One GPU worked fine with:
python tools/train_net.py --config-file "configs/e2e_mask_rcnn_R_50_FPN_1x.yaml" SOLVER.IMS_PER_BATCH 2 SOLVER.BASE_LR 0.0025 SOLVER.MAX_ITER 720000 SOLVER.STEPS "(480000, 640000)" TEST.IMS_PER_BATCH 1
Then I used
export NGPUS=2
python -m torch.distributed.launch --nproc_per_node=$NGPUS tools/train_net.py --config-file "configs/e2e_mask_rcnn_R_50_FPN_1x.yaml" SOLVER.IMS_PER_BATCH 4 SOLVER.BASE_LR 0.0025 SOLVER.MAX_ITER 720000 SOLVER.STEPS "(480000, 640000)" TEST.IMS_PER_BATCH 1
(the same train_net.py file and the same config, changed images per batch to 4) and everything worked fine.
Next I tried the same thing for 3 GPUs (changed NGPUS=3, images per batch to 6) and the training gets stuck during the first interation. I have the following logging information and it does not change:
2018-10-29 17:20:55,722 maskrcnn_benchmark.trainer INFO: Start training
2018-10-29 17:20:58,453 maskrcnn_benchmark.trainer INFO: eta: 22 days, 18:04:18 iter: 0 loss: 6.7175 (6.7175) loss_classifier: 4.4688 (4.4688) loss_box_reg: 0.0044 (0.0044) loss_mask: 1.4084 (1.4084) loss_objectness: 0.7262 (0.7262) loss_rpn_box_reg: 0.1097 (0.1097) time: 2.7304 (2.7304) data: 2.4296 (2.4296) lr: 0.000833 max mem: 1749
The GPU memory is used, the temperature goes up, but nothing is happening (I tried multiple times and then gave up).
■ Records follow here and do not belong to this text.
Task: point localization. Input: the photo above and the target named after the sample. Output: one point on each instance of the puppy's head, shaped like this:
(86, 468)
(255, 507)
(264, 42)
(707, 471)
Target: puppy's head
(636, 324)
Any ideas? I’d be grateful for help.
Issue Analytics
- State:
- Created 5 years ago
- Comments:23 (16 by maintainers)
Top GitHub Comments
Recently, I updated my PyTorch to v1.0.0 and it solved this problem.
Driver Version: 415.27 CUDA version: cuda_9.2.148_396.37 + patch 1 CUDNN version: cudnn-9.2-linux-x64-v7.3.1 NCCL version: nccl_2.3.7-1+cuda9.2
I have the same problem too.
Environment: Python: 3.5 GPU : 4 1080Ti. CUDA : 9.0 (with all the patches) CuDNN: 7.1 NCCL2: download from Nvidia Nvidia Driver: 390, 396, 410 PyTorch: Compiled from the source ( v1.0rc0, and v1.0rc1) Ubuntu : 16.04
The bug is weird to me. If I only two GPUs, everything is fine. If I try to use 4 GPUs, sometimes it occurs. P.S. I also found out when I use Nvidia driver 410, the frequency is much lower.